He missed hearing them, hearing the soft clicks of her speech, the dance of her hands as they became, in turn, elephant ears, horses, and beetles, and bucks… As soon as he measured taller than a hyena, his father, who was so tall that could look over a lion’s mane, took him hunting.

Days were long in the desert, among the shift changing dunes, the hot-hot sand, and him, alone with his thoughts. ‘A hunter with a loud voice will sleep hungry at night,’ was the first lesson his father taught him.

So the boy listened, kept quiet, and at night told himself his mother’s stories.

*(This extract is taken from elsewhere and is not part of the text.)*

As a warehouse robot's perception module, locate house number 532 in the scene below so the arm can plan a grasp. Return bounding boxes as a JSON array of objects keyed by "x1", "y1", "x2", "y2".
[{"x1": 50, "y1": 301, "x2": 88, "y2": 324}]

Tonight, after seeing the long snakes dancing in the sunset along the spines of the dunes, after spotting Mother Moon shedding a tear – one he had followed with his skinny finger all the way from there to there, knowing that ‘a hard day will come soon for one of the San’, and hoping it was not him – tonight, he will spin himself his favorite yarn.

Namib desert at night - How the Snake Lost Its Legs. Photo by Sergi Ferrete for Unsplash
Namib desert at night – How the Snake Lost Its Legs. Photo by Sergi Ferrete for Unsplash

How the Snake Lost Its Legs

‘Mother Moon, who was always watching over her brood, had shed a tear that night. But only those who looked, saw it. And from them, only those who believed, knew what it meant,’ his Mother once started this story.

‘During those times, Mother Moon, from her height in the sky, often looked into the future to see, learn and better protect her children. She does so today too, but – alas – her children know not how to listen to her anymore. Except for a few,’ his mother whispered further, with a nod towards his dad.

‘The Godly Mantis was one of them, arriving as soon as Mother Moon summoned. Putting her front legs together, bowing her head in respect, the Mantis listened then jumped, before the leaves even settled after Mother Moon’s speech, jumped to warn all. All the birds, all the animals, all the insects; warn them about the drought, urge them to pack food for the road, grab their young under their wing, and fly, crawl, run to safety. To water. To life. Before the desert will stretch its raspy hands and take over their land. Before it will be too late.

‘Had the creatures listened to Mantis? Yes. Had they listened because they thought of her as a leader? No. But because Mantis had warned them before, and with good cause.

‘All but one left. The one that led a solitary life. A long and rather bulky creature, whose snout was almost as long as a crocodile’s, but narrower; whose tail was as long as a kangaroo’s, but thinner, and whose four short legs had claws, although he never climbed a tree. Too much effort.

‘It was Snake, who in those times, still had legs.

‘So Snake, basking in his sunny spot, on lush, soft grass, kept his cool and chose to remain. ‘Why worry about tomorrow,’ he thought, gulping one of the juicy frogs hopping by. As a snack, but also to prove a point, that life was sweet here, where he lived.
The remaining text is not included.